Hat tip to Lisa Graas for linking to one of the most mind-boggling blog posts I’ve seen in a good long while. It seems Chris Cillizza, in an overview of the 2012 GOP field, hurled an absolutely unfathomable insult at Sarah Palin: he called her a…a…social conservative!

While Palin has spoken forcefully against President Obama’s fiscal policies, her rise to prominence has largely been built on very strong support among social conservatives.

Doug Brady at Conservatives4Palin is very, very upset about this:

This simply makes no sense. Just because the Lamestream Media concocted a phony “Sarah Palin is a religious fanatic who thinks dinosaurs roamed the earth just last week” narrative the moment McCain selected her doesn’t make it so, and Tea Partiers know this (unlike, evidently, Washington Post pundits). Indeed her entire political career has been based on fiscal, not social, conservatism. To be sure, she is personally a social conservative, but that did not figure prominently, if at all, in any of her political decisions.

The issue, then, isn’t that Cillizza insulted Palin, but that he innocuously identified her as something Brady considers contemptible. To normal people, “social conservative” denotes a handful of political views, chief among them opposition to abortion and gay marriage. But when Brady hears it, his mind immediately jumps to “religious fanatic who thinks dinosaurs roamed the earth just last week.”

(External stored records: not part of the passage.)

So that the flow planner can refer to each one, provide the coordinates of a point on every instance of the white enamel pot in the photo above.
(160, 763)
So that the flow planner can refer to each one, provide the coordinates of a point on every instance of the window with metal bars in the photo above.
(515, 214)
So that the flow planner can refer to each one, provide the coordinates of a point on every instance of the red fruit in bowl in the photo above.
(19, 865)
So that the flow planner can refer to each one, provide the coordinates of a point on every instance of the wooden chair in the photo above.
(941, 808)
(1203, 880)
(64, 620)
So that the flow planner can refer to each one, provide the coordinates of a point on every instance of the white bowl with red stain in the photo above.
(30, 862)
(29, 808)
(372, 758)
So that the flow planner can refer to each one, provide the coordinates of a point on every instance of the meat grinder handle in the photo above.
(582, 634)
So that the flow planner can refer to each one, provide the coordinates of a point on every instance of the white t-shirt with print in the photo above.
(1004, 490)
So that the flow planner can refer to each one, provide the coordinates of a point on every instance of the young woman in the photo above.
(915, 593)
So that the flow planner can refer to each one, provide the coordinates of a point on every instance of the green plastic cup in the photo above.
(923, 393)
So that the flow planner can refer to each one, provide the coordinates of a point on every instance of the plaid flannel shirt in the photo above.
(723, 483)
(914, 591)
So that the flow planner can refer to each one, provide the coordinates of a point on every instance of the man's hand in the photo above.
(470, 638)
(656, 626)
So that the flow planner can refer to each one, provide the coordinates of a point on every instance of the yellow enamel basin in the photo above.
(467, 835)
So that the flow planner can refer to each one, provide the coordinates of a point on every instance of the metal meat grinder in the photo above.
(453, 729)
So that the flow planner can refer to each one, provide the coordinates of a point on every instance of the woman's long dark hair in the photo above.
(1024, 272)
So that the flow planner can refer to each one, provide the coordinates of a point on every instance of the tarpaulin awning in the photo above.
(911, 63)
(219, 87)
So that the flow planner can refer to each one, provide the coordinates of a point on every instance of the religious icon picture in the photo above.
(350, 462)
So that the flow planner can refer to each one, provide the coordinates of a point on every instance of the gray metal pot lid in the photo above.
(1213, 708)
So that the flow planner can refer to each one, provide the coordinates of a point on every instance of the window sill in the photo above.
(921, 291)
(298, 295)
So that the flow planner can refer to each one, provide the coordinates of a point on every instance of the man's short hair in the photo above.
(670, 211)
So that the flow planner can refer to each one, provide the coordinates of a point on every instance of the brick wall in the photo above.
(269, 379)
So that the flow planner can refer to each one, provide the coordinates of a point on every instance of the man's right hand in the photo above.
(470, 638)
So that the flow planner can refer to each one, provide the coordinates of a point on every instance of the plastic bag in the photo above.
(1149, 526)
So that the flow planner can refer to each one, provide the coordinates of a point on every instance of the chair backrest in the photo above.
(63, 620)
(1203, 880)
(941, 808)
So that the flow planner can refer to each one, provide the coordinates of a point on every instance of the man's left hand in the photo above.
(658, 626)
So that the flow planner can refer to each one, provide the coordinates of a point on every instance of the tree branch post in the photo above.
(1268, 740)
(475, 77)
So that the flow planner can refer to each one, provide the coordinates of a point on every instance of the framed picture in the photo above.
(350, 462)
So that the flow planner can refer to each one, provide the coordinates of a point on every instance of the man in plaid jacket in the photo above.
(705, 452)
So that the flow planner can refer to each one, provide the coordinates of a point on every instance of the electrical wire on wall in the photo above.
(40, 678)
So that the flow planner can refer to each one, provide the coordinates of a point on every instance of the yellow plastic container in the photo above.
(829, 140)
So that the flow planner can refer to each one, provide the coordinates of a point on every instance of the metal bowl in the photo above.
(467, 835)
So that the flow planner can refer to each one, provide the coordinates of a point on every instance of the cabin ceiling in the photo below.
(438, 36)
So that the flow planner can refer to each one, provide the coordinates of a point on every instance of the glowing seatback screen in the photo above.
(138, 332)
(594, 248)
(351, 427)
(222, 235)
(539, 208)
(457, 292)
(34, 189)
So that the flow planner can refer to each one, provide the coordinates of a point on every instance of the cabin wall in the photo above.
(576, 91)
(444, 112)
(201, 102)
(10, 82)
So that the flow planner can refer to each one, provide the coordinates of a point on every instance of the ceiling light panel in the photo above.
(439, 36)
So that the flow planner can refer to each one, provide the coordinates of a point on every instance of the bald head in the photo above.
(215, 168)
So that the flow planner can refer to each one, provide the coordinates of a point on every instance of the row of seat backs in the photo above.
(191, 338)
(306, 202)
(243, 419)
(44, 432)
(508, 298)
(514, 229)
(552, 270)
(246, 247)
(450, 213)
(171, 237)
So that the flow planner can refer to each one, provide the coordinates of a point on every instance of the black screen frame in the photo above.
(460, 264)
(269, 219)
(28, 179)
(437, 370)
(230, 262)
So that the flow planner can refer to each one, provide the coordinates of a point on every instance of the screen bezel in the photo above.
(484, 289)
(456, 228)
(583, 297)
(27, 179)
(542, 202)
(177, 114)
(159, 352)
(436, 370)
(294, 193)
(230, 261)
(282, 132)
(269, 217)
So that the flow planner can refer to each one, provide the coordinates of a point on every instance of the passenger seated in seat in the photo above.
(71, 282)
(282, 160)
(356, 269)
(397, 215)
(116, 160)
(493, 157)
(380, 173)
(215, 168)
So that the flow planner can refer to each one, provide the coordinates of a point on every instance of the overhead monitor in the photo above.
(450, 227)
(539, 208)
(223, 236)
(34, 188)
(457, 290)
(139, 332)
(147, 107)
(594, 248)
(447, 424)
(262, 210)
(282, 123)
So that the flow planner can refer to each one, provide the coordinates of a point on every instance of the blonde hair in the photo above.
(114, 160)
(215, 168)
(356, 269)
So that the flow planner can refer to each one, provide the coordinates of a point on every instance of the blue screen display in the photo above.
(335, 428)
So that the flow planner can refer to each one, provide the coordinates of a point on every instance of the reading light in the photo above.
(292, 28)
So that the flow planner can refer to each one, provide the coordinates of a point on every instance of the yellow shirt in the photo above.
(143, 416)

If you wanna argue Palin’s tenure as Alaska governor was defined by fiscal matters, fine. If you wanna argue she’s devoted the bulk of her commentary since then to small government and economics, fine. But make no mistake, Palin is indeed a social conservative (the “normal people” variety, not the “religious fanatic” one). Palin’s always embraced the pro-life movement, with many of her fans inspired by her choosing life for baby Trig, despite his Down Syndrome. She supports the Federal Marriage Amendment. And she’s freaked out leftists with her discussion of the Founders’ faith in God.

Anecdotally, I have attended several Tea Party events. Everyone I have spoken to has the highest regard for Governor Palin…due to her fiscal conservatism. In fact, none of the Palin supporters I know (and there are many), including myself, could be characterized as social conservatives. Her appeal is to libertarian leaning fiscal conservatives because that is how she has governed.

Wait a minute. Is this guy – a die-hard supporter Sarah Palin – really claiming not to have ever encountered pro-lifers or marriage defenders among her supporters? Really? Under what scenario is this plausible? In what universe is this tool not lying?

This is simply bizarre – Doug Brady opposes Palin on social issues, yet defends her from an imaginary attack as if they’re on the same page. Is he such a diehard Palin fan that he simply can’t accept that his heroine parts ways with him on anything significant?

I like Sarah Palin, but clowns like this don’t do her any favors. Cults of personality aren’t healthy, no matter who they coalesce around.